Like it or not, some of your personal data is probably on the Internet. And even if you diligently try to protect the information about you that’s “out there,” it could still end up in the hands of an identity thief. Whether it’s on a compromised company server, or on a laptop left on a bus, or a USB drive dropped in a parking lot, your data isn’t entirely under your control. But if an identity thief finds it, don’t panic. There are steps you can take to fight back.
The first line of defense is prevention.
Begin, at the very least, with some type of current anti-malware and anti-virus tools, as well as the latest security patches for your operating system. What identity thieves are unable to get off Internet servers, they will try to get directly from victims through phishing attacks, said Jeff Blyskal, Consumer Reports’ Senior Editor in California.
Unwary Internet surfers landing on a malicious website could end up with malware on their computers, as can users inadvertently downloading something, or opening an unsolicited email attachment that looks legitimate but is in fact loaded with malware.

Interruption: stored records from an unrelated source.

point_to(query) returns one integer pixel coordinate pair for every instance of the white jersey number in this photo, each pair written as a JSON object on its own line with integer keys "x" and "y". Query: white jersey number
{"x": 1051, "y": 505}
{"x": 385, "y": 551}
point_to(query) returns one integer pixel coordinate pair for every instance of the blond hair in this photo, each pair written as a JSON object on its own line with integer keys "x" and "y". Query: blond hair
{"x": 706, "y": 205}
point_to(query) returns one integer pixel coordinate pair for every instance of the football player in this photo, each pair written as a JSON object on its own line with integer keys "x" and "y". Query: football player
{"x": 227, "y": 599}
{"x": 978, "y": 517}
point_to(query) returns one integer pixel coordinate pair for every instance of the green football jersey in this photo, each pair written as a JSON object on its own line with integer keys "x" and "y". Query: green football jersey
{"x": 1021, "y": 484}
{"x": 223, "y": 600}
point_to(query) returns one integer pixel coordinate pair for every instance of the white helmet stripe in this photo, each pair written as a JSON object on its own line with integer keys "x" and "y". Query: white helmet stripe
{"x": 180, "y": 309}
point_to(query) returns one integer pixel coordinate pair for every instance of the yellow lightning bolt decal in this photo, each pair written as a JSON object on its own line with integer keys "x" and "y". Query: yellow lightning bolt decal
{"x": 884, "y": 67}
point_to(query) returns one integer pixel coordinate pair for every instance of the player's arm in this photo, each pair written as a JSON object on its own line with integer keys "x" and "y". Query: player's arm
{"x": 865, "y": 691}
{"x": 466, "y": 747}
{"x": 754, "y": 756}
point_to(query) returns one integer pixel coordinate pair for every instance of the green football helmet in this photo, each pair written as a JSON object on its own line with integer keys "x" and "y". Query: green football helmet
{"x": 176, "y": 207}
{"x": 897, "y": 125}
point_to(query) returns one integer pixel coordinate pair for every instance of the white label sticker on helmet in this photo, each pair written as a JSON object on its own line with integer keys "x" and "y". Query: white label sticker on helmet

“The ‘success’ of malware depends on it remaining undetected, so malware writers take great care to make sure that there are few, if any, obvious indicators that a PC has been compromised,” said Andy Browne, Malware Labs Director at Lavasoft. “Even if you can identify that an infection has taken place, it’s often too late – the damage may [have] already been done.”
Identity Theft Resources
Over time, the infected PC can yield a treasure trove of user names, passwords, addresses, credit card numbers, bank account details and other critical information that is “surreptitiously siphoned off the compromised computer as they are typed in,” he explained.
Don’t open unsolicited email and attachments or click on attached links from people you don’t know, advised Blyskal, especially if the sender claims to be your financial institution requesting key information.
“Even if it looks like it’s from your bank or from your credit card company or somebody who looks official, don’t click on the links in there because sometimes when you do that it links to a crook’s or a hacker’s … website,” he said. “And then when you go punching in your name and your password, you’re giving it to the bad guys basically, so don’t click on those things.”
In the United States, that could mean giving away your social security number. A stolen social security number could allow the thief to take out a loan or earn income, taxable to the victim, or use medical services, which are in your name.
“That’s more insidious,” he added, “but it’s very rare. It’s only about … 0.25 percent of the population … that happens to in a given year.”
If an identity thief gets away with critical information, it is important to act quickly, said Browne.
“If someone believes they are a victim of identity fraud involving credit or debit cards, they must report it to their bank as soon as possible,” he advised. “The bank will investigate and report any criminal activity to the police. If someone is victim to another type of identity fraud, they must report the matter to the relevant organization.”
That also includes alerting all other related parties, filing a fraud alert, and freezing your credit report, said Blyskal.
“Put a security freeze on your credit report,” he added. A security freeze “basically shuts down access to anybody getting your credit report who doesn’t already have a business relationship with you.”
Once a security freeze is in place, a new lender trying to give the identity thief the credit information he might be asking for will not be able to access your credit reports. And if you decide to take out a loan, you’ll need to temporarily lift the freeze.
Don’t wait to be victimized. If you hear that your department store or health insurance company or bank has been compromised, get on the phone. Ask for a replacement card, especially if it is a debit card, which is more risky and troublesome, since the crooks can take the money out of your bank account.
You’ll get your money back eventually, said Blyskal, because “the bank is not supposed to give your money to people who are not authorized to have it.”
That might take a couple of days, though. But don’t panic, he advised. Take the matter seriously and take action.
“If you see unauthorized charges, jump on it and protect yourself,” he said.